Binnen weniger Tage wechselte das Land in der Folge gleich zwei Mal sein Staatsoberhaupt. Als die Proteste eskalierten und bei Auseinandersetzungen mit der äußerst brutal vorgehenden Polizei zwei Studenten getötet wurden, trat Übergangspräsident Manuel Merino nach nur fünf Tagen im Amt zurück. Nun versucht der eilig als dessen Nachfolger vereidigte, 76jährige Francisco Sagasti von der liberalen „Lila Partei“ die Wogen zu glätten: Er verspricht, die Anliegen der Protestierenden ernstnehmen und die tödlichen Vorfälle aufklären zu wollen. Doch auch von ihm ist kaum jener grundlegende Wandel zu erwarten, den die Demonstrierenden nun fordern. In den Augen der Bevölkerung ist die politische Klasse als ganze diskreditiert: Korruptionsaffären und Selbstbereicherung haben ihrem Ansehen in den vergangenen Jahren enorm geschadet. Vor allem aber die Corona-Pandemie hat die Missstände im Land jüngst drastisch zutage gefördert. Obwohl die Regierung Vizcarra bereits im März einen strengen Lockdown verhängte, verbreitete sich das Virus rasant: Offiziellen Angaben zufolge haben sich bis Anfang Dezember rund 960 000 Peruaner mit Corona infiziert, mit knapp 36 000 Corona-Toten weist das 32-Millionen-Einwohner-Land eine der höchsten Sterblichkeitsraten weltweit auf.
Eine Pandemie der Pfründe
Damit ist das Land in der Region keineswegs allein. Auch in den beiden Nachbarländern Ecuador und Kolumbien sind die Zahlen dramatisch.

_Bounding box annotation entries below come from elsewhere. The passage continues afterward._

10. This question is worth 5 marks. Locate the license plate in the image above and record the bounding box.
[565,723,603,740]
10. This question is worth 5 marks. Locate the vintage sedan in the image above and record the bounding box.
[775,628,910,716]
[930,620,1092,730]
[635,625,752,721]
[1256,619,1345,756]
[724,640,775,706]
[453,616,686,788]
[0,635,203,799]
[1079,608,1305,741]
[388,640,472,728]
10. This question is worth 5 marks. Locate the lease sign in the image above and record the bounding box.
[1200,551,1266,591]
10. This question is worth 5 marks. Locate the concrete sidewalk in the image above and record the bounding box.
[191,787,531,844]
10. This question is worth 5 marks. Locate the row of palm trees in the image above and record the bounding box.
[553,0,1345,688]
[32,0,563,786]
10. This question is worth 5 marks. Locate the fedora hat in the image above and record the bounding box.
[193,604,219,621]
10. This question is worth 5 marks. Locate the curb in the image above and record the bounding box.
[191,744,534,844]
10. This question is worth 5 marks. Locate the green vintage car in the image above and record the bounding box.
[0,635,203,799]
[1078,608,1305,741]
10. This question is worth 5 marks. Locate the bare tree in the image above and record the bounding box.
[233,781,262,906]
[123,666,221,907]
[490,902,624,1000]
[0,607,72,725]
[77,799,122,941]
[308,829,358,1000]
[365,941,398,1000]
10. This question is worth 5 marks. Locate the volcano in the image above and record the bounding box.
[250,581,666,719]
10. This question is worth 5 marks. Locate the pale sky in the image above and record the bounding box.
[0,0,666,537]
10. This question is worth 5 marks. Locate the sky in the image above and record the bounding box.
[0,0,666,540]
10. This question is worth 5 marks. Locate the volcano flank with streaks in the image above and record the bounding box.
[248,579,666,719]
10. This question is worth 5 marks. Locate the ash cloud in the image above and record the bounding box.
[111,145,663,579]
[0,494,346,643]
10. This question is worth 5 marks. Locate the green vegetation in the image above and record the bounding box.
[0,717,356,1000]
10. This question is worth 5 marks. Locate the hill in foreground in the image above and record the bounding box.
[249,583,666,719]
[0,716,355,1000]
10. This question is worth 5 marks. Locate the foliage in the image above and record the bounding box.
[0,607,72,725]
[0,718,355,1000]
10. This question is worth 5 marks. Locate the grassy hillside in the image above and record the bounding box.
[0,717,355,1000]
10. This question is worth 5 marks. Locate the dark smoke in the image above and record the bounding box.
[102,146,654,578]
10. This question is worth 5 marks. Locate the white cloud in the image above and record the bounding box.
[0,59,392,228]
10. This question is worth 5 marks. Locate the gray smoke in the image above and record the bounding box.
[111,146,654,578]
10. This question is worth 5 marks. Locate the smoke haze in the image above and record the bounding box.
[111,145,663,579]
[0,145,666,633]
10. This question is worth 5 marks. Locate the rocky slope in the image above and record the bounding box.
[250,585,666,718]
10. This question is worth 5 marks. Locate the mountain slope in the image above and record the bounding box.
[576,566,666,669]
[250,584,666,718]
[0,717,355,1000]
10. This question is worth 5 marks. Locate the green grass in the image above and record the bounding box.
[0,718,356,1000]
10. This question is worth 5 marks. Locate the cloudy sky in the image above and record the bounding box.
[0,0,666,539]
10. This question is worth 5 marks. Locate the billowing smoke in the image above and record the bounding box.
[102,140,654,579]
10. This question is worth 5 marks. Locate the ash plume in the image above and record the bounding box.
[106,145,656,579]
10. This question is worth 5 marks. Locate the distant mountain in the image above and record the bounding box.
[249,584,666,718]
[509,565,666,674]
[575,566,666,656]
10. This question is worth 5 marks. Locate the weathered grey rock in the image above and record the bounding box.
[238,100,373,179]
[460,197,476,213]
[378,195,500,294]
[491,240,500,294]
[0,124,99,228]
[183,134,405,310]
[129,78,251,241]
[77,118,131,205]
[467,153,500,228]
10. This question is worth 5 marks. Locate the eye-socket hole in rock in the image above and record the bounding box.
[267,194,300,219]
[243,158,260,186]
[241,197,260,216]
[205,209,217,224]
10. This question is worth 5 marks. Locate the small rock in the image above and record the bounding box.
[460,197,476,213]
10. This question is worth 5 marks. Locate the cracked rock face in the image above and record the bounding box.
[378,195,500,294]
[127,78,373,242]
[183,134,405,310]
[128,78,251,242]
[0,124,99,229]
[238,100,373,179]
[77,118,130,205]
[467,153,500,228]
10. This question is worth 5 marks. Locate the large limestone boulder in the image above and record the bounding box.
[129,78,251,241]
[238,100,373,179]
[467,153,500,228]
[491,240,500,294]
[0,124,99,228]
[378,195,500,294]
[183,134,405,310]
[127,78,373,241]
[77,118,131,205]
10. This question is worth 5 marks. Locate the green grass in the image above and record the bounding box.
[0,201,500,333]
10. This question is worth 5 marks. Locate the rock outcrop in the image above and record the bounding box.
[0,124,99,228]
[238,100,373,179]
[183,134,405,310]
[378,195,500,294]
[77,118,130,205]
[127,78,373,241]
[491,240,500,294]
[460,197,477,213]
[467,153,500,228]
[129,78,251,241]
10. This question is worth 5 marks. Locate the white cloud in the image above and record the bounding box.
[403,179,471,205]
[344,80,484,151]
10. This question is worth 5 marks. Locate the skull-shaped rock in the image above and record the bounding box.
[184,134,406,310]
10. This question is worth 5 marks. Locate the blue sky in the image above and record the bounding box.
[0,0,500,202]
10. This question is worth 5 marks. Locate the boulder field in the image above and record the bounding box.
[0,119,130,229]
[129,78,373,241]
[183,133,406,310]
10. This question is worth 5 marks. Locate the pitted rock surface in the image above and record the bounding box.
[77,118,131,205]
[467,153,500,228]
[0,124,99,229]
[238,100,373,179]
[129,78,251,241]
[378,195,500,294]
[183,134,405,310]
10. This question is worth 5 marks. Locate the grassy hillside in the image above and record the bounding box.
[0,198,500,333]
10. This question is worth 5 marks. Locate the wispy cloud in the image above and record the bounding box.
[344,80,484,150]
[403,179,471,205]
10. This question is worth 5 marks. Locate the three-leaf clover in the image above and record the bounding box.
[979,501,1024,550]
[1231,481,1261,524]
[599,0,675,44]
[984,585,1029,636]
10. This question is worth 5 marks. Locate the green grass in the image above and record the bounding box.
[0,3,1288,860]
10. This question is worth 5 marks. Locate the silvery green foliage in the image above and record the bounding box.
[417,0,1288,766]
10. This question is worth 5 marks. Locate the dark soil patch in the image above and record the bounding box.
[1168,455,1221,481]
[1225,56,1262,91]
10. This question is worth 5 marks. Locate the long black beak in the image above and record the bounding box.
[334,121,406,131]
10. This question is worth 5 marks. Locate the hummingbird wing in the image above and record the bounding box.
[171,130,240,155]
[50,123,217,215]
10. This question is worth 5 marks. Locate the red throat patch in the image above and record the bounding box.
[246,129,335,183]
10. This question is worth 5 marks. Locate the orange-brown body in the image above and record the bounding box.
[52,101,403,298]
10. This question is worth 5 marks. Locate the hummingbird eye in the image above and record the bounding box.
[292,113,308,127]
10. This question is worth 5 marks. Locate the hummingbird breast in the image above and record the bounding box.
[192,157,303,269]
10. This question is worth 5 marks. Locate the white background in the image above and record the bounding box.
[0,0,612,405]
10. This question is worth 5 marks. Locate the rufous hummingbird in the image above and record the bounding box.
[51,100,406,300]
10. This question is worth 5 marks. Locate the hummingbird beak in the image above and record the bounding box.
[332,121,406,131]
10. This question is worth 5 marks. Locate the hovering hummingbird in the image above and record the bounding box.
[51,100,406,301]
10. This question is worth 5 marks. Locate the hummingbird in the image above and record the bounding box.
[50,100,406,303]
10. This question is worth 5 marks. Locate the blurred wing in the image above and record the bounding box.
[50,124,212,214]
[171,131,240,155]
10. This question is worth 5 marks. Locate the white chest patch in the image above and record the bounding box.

Bereits im April, als die Bilder der in Müllsäcke eingewickelten Leichen in den Straßen der ecuadorianischen Hafenstadt Guayaquil um die Welt gingen, bemühte man in der deutschsprachigen Presse Metaphern wie „Apokalypse“ oder „Tsunami“. Laut Johns-Hopkins-Universität fielen in Ecuador mit seinen 17 Millionen Einwohnern bis Anfang Dezember knapp 13 500 Menschen dem Virus zum Opfer, in Kolumbien waren es knapp 37 000 von insgesamt 49 Millionen Einwohnern. Allerdings ist diesen offiziellen Zahlen mit Skepsis zu begegnen. Speziell in Ecuador geben sie die Dramatik der Lage nicht einmal annähernd wieder: Betrachtet man die Daten zur Übersterblichkeit, so sind in dem kleinen Andenstaat allein bis Ende Oktober gut 37 000 Menschen mehr gestorben, als unter normalen Umständen zu erwarten gewesen wäre. Überdies ist davon auszugehen, dass zumindest in den ersten Monaten der Pandemie eine erhebliche Zahl der Corona-Toten weder in die Statistiken der allgemeinen Sterbefälle noch in die amtliche Erhebung der Pandemietoten eingegangen ist. Denn oftmals konnten keine Totenscheine ausgestellt werden, weil Amtsärzte aus Angst vor Ansteckungen die Wohnungen der Verstorbenen nicht betreten wollten – oder schlicht die hohen Fallzahlen nicht abarbeiten konnten. Die Bestatter durften deshalb viele Leichen nicht bergen, weshalb die Toten häufig „privat“ verbrannt oder einfach auf den Straßen abgelegt wurden. Bis heute können in Guayaquil hunderte Tote in den Krankenhäusern nicht identifiziert werden, weil sie bis zur Unkenntlichkeit verwest sind.
Geht man also, bei konservativer Schätzung, in Ecuador von 40 000 an Covid-19 Verstorbenen bis Ende Oktober aus, ergibt das etwa 2350 Tote pro eine Million Einwohner – und damit deutlich mehr als etwa in Belgien (1446) oder den USA (835, jeweils Stand 2. Dezember 2020). Übertragen auf die Bevölkerungszahl Deutschlands entspräche das etwa 200 000 Toten.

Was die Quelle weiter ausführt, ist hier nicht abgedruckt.